The IAF also operates the 3D Low Level Light Weight Radar (LLLWR), christened Ashlesha Mk-I developed by the DRDO. This radar detects and tracks heterogeneous air targets, including helicopters, fighters and UAVs at low and medium altitudes. The quadripod-mounted radar is built to operate in networked or stand-alone mode to support joint or independent operations. Back in 2014, a Franco-Indian joint venture between Thales and Bharat Electronics (BEL) was created in order to fulfil the IAF’s need of 19 Ground Smarter GS-100 radars. The significance of the radar is that it has Gallium Nitride based T/R modules while most radars on the market use Gallium Arsenide-based technology. Gallium Nitride based T/R modules are smaller, lighter and consume less power compared to the alternatives.

Most recently, the MoD signed a contract with Nova Integrated Systems Ltd (NISL), a subsidiary of Tata Advanced Systems Ltd (TASL), to execute the Navy’s Surface Surveillance Radar (SSR) project. As per reports, this was the first procurement by the Ministry under the ‘Buy and Make (Indian)’ category of the Defence Procurement Procedure (DPP). The project will enable delivery, installation and commissioning of radar systems on Navy vessels.

Apart from these recent procurements, the Indian military possesses radars such as the Rajendra, a multifunction electronically scanned phased array Radar which is a part of the Aakash Air Defence System. It is a passive electronically scanned array (PESA) radar which ensures the missile’s trajectory towards its target.

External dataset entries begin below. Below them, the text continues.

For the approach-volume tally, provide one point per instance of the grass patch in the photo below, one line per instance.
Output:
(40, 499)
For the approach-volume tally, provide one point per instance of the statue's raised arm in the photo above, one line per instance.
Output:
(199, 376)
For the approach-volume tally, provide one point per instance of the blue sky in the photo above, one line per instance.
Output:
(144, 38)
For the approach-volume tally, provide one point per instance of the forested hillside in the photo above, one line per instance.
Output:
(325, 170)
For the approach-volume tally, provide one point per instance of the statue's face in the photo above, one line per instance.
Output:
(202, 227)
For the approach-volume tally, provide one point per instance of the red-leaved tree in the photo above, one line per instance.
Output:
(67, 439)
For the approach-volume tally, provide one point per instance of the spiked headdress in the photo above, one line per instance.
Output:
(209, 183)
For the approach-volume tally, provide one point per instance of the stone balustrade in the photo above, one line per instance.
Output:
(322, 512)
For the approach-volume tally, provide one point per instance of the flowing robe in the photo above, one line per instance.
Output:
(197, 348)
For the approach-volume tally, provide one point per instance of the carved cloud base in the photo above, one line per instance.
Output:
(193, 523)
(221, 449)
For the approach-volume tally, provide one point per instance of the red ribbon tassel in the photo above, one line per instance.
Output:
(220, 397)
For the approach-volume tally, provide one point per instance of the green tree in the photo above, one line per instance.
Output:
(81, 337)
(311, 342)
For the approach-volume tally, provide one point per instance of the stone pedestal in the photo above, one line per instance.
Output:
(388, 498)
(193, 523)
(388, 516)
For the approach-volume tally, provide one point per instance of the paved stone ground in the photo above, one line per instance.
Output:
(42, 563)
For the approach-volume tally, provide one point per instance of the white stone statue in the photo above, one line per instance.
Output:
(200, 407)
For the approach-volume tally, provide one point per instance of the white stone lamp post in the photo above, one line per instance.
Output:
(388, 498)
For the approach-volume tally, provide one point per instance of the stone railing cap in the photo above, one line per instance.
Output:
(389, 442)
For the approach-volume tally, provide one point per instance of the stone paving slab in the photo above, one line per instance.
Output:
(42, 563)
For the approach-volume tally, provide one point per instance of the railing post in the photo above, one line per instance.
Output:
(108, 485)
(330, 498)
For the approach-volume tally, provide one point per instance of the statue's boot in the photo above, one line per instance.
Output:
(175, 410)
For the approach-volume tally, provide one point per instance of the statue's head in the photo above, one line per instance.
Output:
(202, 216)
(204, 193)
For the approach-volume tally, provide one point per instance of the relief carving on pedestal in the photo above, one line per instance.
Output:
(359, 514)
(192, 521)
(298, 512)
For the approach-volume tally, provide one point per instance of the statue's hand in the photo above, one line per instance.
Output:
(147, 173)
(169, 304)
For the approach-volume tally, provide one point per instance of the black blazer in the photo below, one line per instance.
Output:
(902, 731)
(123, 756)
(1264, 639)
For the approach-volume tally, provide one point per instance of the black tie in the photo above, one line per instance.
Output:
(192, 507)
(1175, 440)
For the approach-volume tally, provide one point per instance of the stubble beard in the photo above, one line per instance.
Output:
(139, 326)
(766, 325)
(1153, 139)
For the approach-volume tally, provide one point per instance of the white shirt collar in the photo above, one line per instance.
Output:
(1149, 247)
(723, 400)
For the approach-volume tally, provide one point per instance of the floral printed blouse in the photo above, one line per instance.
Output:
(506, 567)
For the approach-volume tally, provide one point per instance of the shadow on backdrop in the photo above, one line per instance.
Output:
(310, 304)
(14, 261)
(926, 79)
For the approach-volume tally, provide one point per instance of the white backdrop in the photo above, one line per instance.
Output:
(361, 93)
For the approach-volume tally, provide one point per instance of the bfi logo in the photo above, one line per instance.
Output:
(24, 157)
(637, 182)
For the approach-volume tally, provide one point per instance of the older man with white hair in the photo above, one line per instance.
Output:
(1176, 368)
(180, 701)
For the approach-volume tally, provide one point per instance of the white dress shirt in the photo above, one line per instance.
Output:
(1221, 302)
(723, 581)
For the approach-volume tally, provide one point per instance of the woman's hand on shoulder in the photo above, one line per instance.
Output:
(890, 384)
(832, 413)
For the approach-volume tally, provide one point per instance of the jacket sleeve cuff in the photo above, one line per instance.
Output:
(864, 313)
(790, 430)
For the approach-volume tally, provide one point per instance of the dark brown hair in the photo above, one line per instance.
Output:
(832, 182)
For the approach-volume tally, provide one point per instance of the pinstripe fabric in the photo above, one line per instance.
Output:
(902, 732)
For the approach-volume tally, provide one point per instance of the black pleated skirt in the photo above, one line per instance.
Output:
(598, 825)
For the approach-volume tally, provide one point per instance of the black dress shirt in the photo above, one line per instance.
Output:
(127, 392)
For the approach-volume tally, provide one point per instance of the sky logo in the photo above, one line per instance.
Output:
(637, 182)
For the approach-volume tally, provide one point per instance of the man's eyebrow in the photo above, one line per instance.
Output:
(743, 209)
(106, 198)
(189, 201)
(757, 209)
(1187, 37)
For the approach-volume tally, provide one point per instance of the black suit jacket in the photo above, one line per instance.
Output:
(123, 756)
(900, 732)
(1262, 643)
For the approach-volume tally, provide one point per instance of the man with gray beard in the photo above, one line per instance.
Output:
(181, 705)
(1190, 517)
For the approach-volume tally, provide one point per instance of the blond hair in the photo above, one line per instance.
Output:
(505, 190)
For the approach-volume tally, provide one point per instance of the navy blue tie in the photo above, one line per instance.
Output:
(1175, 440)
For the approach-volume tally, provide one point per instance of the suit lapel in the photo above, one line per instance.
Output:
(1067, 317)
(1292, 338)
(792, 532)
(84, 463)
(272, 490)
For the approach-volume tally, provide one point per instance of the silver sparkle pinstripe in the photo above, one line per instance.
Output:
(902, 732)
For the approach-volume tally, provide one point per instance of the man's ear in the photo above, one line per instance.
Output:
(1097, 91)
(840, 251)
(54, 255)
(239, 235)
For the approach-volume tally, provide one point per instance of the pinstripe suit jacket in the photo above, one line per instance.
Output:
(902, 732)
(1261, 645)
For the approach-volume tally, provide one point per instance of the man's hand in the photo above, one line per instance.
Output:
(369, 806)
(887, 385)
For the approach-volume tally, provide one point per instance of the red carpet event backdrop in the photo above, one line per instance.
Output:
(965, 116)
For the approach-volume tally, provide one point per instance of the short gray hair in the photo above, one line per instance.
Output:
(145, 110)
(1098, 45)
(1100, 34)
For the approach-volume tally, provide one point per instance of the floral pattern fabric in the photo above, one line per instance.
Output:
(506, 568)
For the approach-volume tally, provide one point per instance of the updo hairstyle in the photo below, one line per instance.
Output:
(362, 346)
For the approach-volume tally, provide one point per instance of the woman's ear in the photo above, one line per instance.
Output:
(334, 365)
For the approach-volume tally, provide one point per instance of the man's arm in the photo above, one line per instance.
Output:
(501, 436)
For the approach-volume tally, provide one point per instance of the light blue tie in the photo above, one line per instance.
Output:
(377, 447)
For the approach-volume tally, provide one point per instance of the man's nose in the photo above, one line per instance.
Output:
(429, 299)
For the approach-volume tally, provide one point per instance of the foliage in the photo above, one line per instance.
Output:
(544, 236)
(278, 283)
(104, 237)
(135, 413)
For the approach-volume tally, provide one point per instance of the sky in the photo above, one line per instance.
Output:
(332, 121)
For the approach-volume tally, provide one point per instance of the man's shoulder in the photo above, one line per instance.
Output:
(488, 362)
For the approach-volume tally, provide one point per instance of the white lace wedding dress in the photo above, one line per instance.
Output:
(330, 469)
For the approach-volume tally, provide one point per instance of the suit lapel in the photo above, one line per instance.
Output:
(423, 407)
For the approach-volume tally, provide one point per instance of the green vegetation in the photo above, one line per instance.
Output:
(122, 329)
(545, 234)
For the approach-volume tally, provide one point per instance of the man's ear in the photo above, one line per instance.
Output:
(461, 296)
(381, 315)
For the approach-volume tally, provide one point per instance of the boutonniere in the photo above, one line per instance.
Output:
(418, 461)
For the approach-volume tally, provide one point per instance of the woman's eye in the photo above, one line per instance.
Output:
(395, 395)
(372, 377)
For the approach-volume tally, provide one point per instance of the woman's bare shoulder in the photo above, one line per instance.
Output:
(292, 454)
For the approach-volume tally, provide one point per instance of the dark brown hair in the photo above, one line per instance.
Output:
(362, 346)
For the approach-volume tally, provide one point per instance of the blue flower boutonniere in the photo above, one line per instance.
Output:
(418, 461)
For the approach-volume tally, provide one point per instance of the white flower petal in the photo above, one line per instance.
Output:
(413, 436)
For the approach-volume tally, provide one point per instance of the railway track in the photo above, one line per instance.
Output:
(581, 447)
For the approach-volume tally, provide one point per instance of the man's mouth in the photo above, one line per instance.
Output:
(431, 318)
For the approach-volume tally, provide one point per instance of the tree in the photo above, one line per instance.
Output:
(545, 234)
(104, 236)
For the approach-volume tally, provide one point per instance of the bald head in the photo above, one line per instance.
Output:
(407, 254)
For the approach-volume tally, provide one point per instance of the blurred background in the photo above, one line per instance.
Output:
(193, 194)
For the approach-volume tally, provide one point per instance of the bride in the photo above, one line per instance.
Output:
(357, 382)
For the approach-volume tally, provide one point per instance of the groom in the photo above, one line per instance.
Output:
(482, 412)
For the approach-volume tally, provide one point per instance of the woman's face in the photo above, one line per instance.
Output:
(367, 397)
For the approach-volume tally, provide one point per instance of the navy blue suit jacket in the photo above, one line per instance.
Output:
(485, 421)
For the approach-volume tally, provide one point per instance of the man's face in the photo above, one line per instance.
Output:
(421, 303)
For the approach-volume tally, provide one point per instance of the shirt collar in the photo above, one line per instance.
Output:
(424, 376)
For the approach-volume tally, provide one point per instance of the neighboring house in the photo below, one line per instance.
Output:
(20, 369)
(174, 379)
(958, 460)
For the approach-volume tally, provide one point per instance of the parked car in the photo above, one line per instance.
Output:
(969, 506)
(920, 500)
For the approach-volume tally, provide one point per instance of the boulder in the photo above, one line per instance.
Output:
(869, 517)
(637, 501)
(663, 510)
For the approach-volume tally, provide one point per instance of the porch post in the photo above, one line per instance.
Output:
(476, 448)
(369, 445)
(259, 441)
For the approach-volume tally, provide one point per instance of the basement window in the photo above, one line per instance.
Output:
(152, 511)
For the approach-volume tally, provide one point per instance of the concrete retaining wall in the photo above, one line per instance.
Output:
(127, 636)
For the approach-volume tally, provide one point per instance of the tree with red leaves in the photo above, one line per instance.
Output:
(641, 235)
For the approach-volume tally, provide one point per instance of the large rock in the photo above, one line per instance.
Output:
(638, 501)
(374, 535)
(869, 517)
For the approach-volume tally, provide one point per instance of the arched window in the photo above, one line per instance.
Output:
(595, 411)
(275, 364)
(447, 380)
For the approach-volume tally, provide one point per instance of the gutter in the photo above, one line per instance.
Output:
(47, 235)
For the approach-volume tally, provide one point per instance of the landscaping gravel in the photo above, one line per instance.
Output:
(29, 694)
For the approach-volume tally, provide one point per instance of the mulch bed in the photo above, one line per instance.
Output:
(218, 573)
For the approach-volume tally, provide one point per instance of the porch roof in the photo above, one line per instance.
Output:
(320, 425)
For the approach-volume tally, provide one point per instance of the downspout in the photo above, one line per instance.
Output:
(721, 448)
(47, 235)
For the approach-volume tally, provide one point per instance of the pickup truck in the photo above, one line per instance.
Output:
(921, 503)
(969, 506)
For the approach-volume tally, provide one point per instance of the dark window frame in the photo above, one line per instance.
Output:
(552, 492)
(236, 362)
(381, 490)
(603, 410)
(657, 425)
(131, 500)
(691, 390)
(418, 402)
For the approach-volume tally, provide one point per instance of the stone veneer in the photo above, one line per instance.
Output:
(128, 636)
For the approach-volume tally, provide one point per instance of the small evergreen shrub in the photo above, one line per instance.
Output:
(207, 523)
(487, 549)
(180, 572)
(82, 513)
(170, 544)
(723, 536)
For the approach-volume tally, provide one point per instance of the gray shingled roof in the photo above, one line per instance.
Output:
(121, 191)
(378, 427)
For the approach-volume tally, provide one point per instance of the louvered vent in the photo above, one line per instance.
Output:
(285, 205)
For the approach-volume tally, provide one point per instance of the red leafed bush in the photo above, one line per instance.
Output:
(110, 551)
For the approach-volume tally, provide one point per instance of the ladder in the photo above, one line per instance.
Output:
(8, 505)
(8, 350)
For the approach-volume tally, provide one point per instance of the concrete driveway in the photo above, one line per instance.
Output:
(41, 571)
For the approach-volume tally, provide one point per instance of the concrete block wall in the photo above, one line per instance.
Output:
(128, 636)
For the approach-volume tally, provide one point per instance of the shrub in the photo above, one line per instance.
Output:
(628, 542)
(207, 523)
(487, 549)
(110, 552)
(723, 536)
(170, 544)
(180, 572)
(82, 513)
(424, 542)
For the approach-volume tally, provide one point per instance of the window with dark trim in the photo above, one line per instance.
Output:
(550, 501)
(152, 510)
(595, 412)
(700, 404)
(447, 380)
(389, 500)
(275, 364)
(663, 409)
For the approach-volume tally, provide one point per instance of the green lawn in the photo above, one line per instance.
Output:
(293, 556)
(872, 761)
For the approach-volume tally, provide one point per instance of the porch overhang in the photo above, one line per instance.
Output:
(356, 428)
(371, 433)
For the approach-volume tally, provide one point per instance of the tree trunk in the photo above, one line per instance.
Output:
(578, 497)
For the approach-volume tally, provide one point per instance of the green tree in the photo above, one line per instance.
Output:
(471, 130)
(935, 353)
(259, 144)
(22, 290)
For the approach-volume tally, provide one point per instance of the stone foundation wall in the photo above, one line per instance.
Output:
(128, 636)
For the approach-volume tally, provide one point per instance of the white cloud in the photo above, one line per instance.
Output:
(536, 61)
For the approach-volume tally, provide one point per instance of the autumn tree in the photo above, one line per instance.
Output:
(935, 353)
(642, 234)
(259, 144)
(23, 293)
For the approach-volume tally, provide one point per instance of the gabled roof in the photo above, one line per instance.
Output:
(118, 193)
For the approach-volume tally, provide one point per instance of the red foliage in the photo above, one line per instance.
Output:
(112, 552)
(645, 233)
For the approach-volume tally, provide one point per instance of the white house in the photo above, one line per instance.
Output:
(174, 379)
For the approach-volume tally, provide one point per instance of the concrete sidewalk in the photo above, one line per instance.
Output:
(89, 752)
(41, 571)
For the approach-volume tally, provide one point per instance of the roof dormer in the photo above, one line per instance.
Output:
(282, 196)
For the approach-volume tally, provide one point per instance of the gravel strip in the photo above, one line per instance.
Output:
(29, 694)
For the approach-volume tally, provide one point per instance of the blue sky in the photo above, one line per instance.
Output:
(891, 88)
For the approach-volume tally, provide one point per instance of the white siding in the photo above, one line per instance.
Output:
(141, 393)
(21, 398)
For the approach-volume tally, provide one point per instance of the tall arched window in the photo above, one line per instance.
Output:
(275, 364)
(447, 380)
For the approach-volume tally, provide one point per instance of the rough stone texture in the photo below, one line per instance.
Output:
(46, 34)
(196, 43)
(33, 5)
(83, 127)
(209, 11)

The Aerostat radars, which are large fabric envelopes filled with helium, can rise up to an altitude of 15,000 feet tethered by a single cable. The Indian Doppler Radar (INDRA) is a series of 2D radars developed by the DRDO. While the INDRA-I is a mobile surveillance radar for low-level target detection, the INDRA-II is for ground-controlled interception of targets.

Militaries around the world use radars for all sorts of uses such as air defence, battlefield, missile control, ground surveillance, navigation, military air traffic control, identification of moving target, ship navigation and safety, pulse compression, tracking, search and rescue and fire control radars.


Global Players in the Market

Much like all other equipment, radar technology has been ever evolving, with the change in warfare. With the battlefield more focused on nanotechnology and semiconductors, the radar used by militaries all over the world is seeing a technological shift. The research on these radar systems now involves more focus on the miniaturisation of the radars. This shift is evident even in the Indian defence forces, which are now consciously moving away from 2D radar systems to 3D and 4D. While the 4D radars can create high-resolution, 3D radars ‘are able to record spatial coordinates with respect to time but are not as quick to capture momentary variations of position and velocity of objects in an environment.’